The diverse process portfolio from one full-service contract manufacturer

A router machines the edges of a laminate panel.

Based in Rochester, N.Y., Acro Industries could have stayed a small tool and die shop, growing on work from local corporate giants Kodak, Xerox, and Bausch & Lomb, along with a variety of companies throughout the Northeast. That said, those three Rochester corporations are very different from what they were in the 1970s. If Acro stayed the same it might not have survived, or at least grown to the 150-plus-employee company it is today.

If you walk into a shop and see stamping, fabricating, welding, and machining, you can often guess the backstory. A tool and die shop with machining expertise added stamping (or vice versa), which then added metal fabrication equipment like laser/punch machines and press brakes to tackle high-mix, low-volume work.

But if you walk into Acro’s plant, besides all of that you’d also see a comprehensive assembly operation as well as an area with odd-shaped presses using special adhesives to bond a honeycomb structure between two aluminum skins. That backstory isn’t so easy to guess.

Process Diversification

What makes a shop stand out from the crowd? In the short term it’s price, of course, though if the shop can’t maintain quality and delivery at a certain low price, it doesn’t stand out for long. Over the long term, the people make a shop unique, including the culture they create and the delivery excellence they maintain.

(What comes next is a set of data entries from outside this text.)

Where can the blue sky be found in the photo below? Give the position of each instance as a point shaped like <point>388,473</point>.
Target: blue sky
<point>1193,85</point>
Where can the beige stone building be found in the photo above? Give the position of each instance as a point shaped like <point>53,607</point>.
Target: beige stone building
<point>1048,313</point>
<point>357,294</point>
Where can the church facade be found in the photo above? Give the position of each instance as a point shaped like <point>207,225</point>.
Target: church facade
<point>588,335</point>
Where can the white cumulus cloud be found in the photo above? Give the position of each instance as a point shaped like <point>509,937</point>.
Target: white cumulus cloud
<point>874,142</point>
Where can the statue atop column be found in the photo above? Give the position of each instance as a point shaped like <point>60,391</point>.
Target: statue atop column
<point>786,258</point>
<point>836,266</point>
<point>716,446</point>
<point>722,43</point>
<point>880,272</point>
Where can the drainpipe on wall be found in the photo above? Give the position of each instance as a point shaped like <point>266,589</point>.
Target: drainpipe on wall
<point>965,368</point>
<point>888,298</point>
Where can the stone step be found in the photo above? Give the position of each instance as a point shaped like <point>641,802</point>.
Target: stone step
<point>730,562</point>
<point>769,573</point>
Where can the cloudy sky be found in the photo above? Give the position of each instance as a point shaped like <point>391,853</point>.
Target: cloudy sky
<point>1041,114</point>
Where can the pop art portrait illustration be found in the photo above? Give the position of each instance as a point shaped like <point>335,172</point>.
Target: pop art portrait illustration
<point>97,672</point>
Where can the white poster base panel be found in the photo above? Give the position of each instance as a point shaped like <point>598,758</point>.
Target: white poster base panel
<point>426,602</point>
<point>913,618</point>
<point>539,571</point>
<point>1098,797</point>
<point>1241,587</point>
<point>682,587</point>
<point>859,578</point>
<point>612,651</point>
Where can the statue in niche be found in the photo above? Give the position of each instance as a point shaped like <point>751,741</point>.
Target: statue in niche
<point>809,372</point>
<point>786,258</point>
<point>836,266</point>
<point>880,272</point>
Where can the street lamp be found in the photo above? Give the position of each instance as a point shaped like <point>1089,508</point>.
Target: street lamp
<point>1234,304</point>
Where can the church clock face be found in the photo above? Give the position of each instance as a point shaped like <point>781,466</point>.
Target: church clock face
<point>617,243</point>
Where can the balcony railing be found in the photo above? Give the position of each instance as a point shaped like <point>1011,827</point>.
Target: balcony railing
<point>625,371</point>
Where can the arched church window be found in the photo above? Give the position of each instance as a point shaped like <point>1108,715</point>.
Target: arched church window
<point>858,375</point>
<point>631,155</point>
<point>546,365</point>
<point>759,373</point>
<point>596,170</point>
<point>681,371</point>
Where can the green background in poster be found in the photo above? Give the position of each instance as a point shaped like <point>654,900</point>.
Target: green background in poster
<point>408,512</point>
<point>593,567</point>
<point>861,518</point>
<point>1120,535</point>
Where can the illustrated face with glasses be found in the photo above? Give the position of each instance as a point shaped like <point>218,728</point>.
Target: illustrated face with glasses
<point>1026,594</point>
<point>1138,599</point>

All this creates trust, which (ideally) builds over time. Of course, you can’t see or feel “trust.” And though trust is an integral piece of the puzzle, you can’t measure it objectively.

Customers and prospects do see a shop’s process mix, however, and for the right customer, the process mix helps the shop stand out immediately. But it’s difficult for a shop to make a big leap into a new technology without customer commitment and trust, which come from delivery excellence built over time. The trust brings opportunity to alter the process mix, which attracts new customers, who build trust over time, which in turn leads to further opportunities to broaden the process mix.

It’s a virtuous cycle that has helped Acro evolve. The company looks nothing like the tool and die shop it was in the early 1970s. As Bill Kettle, business development manager, explained, “We have three core competencies—sheet metal fabrication, custom metal stampings, and laminate panels—and the first two can feed into our electromechanical assembly operation.”

Three of those areas—fabrication, stamping, assembly—aren’t unusual, but add the fourth, laminate panels, and the process mix becomes a real competitive advantage.

The Laminate Market

About a decade ago the company received a few projects that called for several sheet metal components as well as laminate panels. The shop initially outsourced the laminate process, and the panels would arrive at Acro for final assembly.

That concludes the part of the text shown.